Vuciq réagit aux sanctions américaines contre Veselinovic et le chef adjoint de la liste serbe : ils ne nous ont pas donné de badge.

Le président de la Serbie, Aleksandar Vuciq, a réagi en imposant des sanctions au groupe criminel dirigé par Zvonko Veselinovic, basé dans le nord du Kosovo.
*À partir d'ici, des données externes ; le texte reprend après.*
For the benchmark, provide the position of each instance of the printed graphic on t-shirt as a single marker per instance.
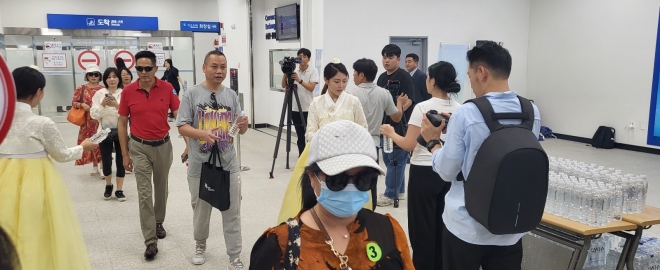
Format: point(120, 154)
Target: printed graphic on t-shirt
point(213, 115)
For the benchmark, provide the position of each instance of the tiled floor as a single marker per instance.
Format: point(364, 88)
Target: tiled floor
point(112, 228)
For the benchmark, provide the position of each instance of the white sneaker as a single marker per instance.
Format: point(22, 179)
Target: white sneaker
point(235, 265)
point(384, 201)
point(199, 258)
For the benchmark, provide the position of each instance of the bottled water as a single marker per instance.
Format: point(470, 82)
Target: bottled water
point(388, 144)
point(233, 131)
point(592, 194)
point(550, 200)
point(100, 136)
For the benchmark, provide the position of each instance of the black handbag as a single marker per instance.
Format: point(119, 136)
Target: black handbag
point(113, 136)
point(214, 182)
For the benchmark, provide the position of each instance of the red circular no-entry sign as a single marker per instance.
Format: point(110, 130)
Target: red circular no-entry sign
point(7, 99)
point(88, 57)
point(128, 57)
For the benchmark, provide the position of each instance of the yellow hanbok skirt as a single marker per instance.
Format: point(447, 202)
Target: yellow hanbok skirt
point(292, 201)
point(37, 212)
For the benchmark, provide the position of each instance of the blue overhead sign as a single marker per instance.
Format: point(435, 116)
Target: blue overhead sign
point(189, 26)
point(74, 21)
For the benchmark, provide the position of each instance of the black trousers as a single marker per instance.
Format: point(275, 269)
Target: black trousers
point(106, 156)
point(426, 202)
point(300, 129)
point(459, 254)
point(374, 190)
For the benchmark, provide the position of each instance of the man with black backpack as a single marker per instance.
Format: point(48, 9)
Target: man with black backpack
point(498, 170)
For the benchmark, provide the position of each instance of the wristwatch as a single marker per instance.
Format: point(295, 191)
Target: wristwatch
point(431, 144)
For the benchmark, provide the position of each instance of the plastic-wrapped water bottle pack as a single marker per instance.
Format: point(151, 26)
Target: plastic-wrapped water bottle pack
point(591, 194)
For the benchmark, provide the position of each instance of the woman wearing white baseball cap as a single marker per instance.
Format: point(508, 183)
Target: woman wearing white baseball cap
point(333, 230)
point(82, 98)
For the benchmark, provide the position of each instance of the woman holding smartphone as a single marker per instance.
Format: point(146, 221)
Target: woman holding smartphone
point(426, 190)
point(105, 104)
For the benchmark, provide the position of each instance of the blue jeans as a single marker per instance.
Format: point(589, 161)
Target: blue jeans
point(392, 181)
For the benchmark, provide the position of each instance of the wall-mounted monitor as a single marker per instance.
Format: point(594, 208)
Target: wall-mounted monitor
point(287, 22)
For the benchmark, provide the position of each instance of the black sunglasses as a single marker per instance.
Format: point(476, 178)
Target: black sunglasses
point(363, 181)
point(147, 68)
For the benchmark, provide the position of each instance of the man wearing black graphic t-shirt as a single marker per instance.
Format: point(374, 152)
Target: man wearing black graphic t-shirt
point(398, 82)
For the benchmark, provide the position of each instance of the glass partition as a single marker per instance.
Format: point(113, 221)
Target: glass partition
point(57, 66)
point(64, 67)
point(181, 48)
point(124, 47)
point(160, 46)
point(276, 73)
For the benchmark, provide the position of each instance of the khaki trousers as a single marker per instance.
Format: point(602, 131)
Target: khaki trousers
point(151, 161)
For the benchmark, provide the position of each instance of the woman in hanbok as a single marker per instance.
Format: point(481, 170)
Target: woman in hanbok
point(330, 106)
point(36, 209)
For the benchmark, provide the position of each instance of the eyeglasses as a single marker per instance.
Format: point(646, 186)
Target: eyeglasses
point(215, 102)
point(363, 181)
point(147, 68)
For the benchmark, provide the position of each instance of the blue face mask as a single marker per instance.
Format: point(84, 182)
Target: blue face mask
point(344, 203)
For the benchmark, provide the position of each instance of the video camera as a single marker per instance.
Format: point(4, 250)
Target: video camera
point(288, 64)
point(436, 120)
point(394, 87)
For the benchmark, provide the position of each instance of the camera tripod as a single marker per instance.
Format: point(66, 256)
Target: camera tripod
point(291, 90)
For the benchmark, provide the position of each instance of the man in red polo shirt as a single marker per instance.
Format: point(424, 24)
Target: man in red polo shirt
point(149, 151)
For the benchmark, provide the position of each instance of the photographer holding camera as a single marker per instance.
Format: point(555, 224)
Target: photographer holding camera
point(306, 79)
point(466, 243)
point(398, 82)
point(426, 190)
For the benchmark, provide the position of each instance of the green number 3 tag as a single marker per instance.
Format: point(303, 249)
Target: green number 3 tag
point(373, 252)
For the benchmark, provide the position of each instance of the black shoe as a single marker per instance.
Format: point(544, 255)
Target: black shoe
point(152, 250)
point(120, 195)
point(108, 192)
point(160, 231)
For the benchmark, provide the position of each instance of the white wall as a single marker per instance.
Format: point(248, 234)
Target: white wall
point(235, 17)
point(591, 64)
point(268, 104)
point(32, 13)
point(355, 29)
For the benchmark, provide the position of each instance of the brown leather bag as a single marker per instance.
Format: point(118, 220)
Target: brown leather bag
point(78, 116)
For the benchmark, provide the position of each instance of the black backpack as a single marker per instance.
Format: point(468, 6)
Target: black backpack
point(603, 138)
point(508, 181)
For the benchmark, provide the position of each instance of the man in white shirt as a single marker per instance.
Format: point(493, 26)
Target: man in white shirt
point(305, 78)
point(419, 78)
point(376, 102)
point(466, 244)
Vuciq dans sa déclaration semble remettre en question les accusations après avoir lancé sa réponse que les accusations étaient initialement pour le commerce illégal et à la fin de [...]
Vuciq, dans sa déclaration, semble remettre en question les accusations après avoir lancé sa réponse selon laquelle les accusations étaient initialement pour commerce illégal et à la fin du non-respect de la frontière entre le Kosovo et la Serbie.
Il s'ensuit que les organes vont enquêter sur l'existence d'accusations graves, mais souligne qu'il n'a pas reçu de dinar de Zvonko.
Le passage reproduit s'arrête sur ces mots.